Squaring an n digit number may be faster than multiplying two random n digit numbers. Googling I found this article. It is about arbitrary precision arithmetic but it may be relevant to what your asking. In it the authors say this:
In squaring a large integer, i.e. X^2 = (xn-1, xn-2, ... , x1, x0)^2 many cross-product terms of the form xi * xj and xj * xi are equivalent. They need to be computed only once and then left shifted in order to be doubled. An n-digit squaring operation is performed using only (n^2 + n)/2 single-precision multiplications.
I believe you may be referring to exponentiation by squaring . This technique isn't used for multiplying, but for raising to a power x^n, where n may be large. Rather than multiply x times itself N times, one performs a series of squaring and adding operations which can be mapped to the binary representation of N. The number of multiplication operations (which are more expensive than additions for large numbers) is reduced from N to log(N) with respect to the naive exponentiation algorithm.
I would want to solve the problem by N bit multiplication for a number
A the bits be A(n-1)A(n-2)........A(1)A(0).
B the bits be B(n-1)B(n-2)........B(1)B(0).
for the square of number A the unique multiplication bits generated will be for A(0)->A(0)....A(n-1) A(1)->A(1)....A(n-1) and so on so the total operations will be
OP = n + n-1 + n-2 ....... + 1 Therefore OP = n^2+n/2; so the Asymptotic notation will be O(n^2)
and for multiplication of A and B n^2 unique multiplications will be generated so the Asymptotic notation will be O(n^2)
Like others have pointed out, squaring can only be about 1.5X or 2X faster than regular multiplication between arbitrary numbers. Where does the computational advantage come from? It's symmetry. Let's calculate the square of 1011
and try to spot a pattern that we can exploit. u0:u3
represent the bits in the number from the most significant to the least significant.

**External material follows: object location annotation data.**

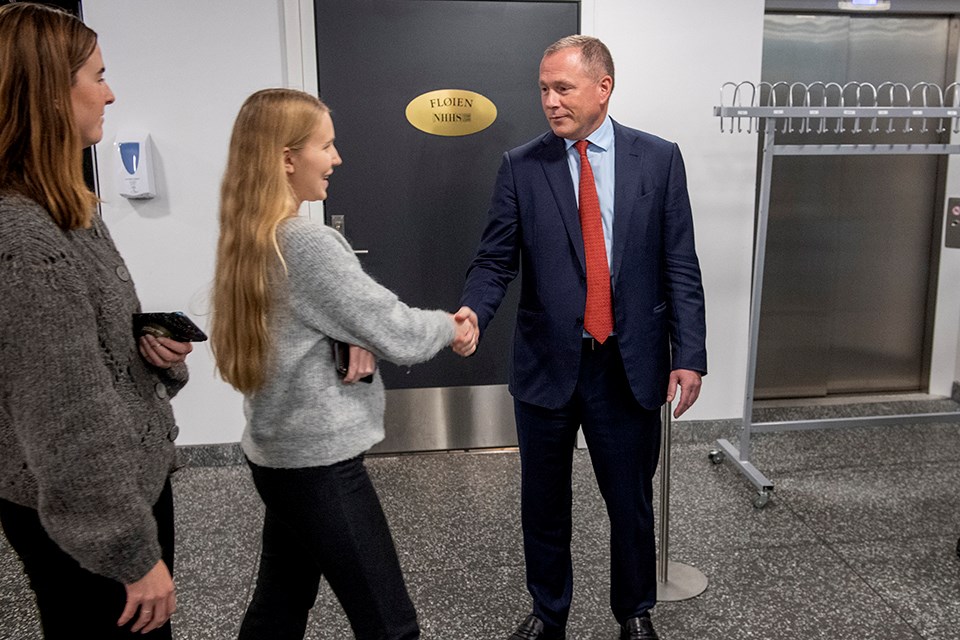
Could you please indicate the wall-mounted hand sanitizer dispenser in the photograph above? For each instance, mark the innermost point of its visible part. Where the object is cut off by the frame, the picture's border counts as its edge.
(135, 165)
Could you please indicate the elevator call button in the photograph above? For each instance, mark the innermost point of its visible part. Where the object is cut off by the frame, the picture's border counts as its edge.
(951, 235)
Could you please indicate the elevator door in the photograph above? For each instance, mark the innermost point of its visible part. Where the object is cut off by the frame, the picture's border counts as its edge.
(415, 203)
(847, 281)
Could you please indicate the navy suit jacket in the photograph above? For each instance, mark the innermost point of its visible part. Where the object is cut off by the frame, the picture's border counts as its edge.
(534, 229)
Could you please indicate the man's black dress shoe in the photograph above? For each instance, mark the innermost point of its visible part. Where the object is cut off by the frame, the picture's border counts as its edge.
(639, 628)
(532, 629)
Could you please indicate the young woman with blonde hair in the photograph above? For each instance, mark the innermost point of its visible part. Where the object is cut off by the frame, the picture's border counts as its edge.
(285, 288)
(86, 428)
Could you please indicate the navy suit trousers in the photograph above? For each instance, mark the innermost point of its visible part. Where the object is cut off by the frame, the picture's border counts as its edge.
(623, 440)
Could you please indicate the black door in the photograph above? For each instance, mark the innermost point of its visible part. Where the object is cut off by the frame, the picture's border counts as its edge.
(417, 202)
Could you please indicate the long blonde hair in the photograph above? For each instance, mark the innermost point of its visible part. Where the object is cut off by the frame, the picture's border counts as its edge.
(41, 154)
(255, 197)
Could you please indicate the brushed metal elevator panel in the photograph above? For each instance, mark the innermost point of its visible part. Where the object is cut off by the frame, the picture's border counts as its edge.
(849, 261)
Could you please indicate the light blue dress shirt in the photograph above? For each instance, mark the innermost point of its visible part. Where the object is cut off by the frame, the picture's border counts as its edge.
(601, 156)
(600, 153)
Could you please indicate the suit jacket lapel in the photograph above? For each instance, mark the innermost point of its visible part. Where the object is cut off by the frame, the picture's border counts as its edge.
(628, 161)
(553, 159)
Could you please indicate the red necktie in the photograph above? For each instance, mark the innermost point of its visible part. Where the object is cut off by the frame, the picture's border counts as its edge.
(598, 316)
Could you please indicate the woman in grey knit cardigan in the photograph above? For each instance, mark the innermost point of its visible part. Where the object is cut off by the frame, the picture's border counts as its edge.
(286, 287)
(86, 428)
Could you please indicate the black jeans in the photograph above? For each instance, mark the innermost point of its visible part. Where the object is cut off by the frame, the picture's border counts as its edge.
(73, 602)
(326, 522)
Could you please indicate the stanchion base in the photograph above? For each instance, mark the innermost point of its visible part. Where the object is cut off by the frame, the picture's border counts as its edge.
(683, 582)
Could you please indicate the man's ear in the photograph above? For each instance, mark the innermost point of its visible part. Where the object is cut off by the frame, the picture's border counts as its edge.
(606, 88)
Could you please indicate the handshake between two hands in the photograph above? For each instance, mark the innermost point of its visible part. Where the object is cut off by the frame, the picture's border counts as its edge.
(467, 332)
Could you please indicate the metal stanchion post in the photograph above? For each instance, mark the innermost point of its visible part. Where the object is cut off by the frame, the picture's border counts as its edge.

1011 // u3 * u0 : u3 * u1 : u3 * u2 : u3 * u3
1011 // u2 * u0 : u2 * u1 : u2 * u2 : u2 * u3
0000 // u1 * u0 : u1 * u1 : u1 * u2 : u1 * u3
1011 // u0 * u0 : u0 * u1 : u0 * u2 : u0 * u3
If you consider the elements ui * ui
for i=0, 1, ..., 4
to form the diagonal and ignore them, you'll see that the elements ui * uj
for i ≠ j
are repeated twice.
Therefore, all you need to do is calculate the product sum for elements below the diagonal and double it, with a left shift. You'd finally add the diagonal elements. Now you can see where the 2X speed up comes from. In practice, the speed-up is about 1.5X because of the diagonal and extra operations.